How are rental yields going to change over the next four years? It’s a question that’s taken on extra significance of late, with George Osborne rolling out his buy-to-let tax grab and sensationalist newspapers claiming that investors are withdrawing from the sector at pace.
Well, to accurately answer the question of rental yield forecasts we set about finding out just what they’re likely to do between now and 2020. By combining our expert insight and knowledge with stats from third party resources (including RICS, LSLS, LendInvest, Move With Us, Homelet, Hamptons International and more) we’ve forecasted just how yields are going to shift across England and Wales by 2020.
Our figures are for gross rental yield, to remove any capital growth – which should always be viewed as a nice bonus but not a source of regular income. These figures show cumulative rental yield growth between 2016 and 2020.
Interestingly, our forecast shows a real emergence for the oft-mooted Northern Powerhouse. Whilst house prices will still remain high across London and the South East, yield percentages will be healthiest across the North of England and the Midlands.
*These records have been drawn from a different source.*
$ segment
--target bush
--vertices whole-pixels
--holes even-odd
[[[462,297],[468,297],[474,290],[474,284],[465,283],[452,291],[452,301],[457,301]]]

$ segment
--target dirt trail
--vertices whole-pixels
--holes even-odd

Liverpool, Manchester, Leeds, York and Birmingham are set to see the biggest rental yield growth over the coming years, followed by Sheffield, Nottingham, Leicester, Coventry and Carlisle. In the South, Reading looks the best bet for rental yields, along with Cardiff and the surrounding areas. East London, to the north of the River Thames, is set for the biggest jump in the capital, around Stratford, Hackney, Whitechapel and Canary Wharf. Sitting pretty in mid-table are Bristol, Portsmouth, Luton, Sunderland and Oxford.
Meanwhile at the other end of the scale, Plymouth, Great Yarmouth and Bath may offer high rental values, but their average yield percentage is set to be among the lowest in England and Wales. Of course nobody knows what lies ahead, and our forecast is exactly that – an estimation (albeit one that took a poll-of-polls from numerous knowledgeable sources). However, it should clearly show where the hotspots are for savvy landlords to keep in mind for their next investment.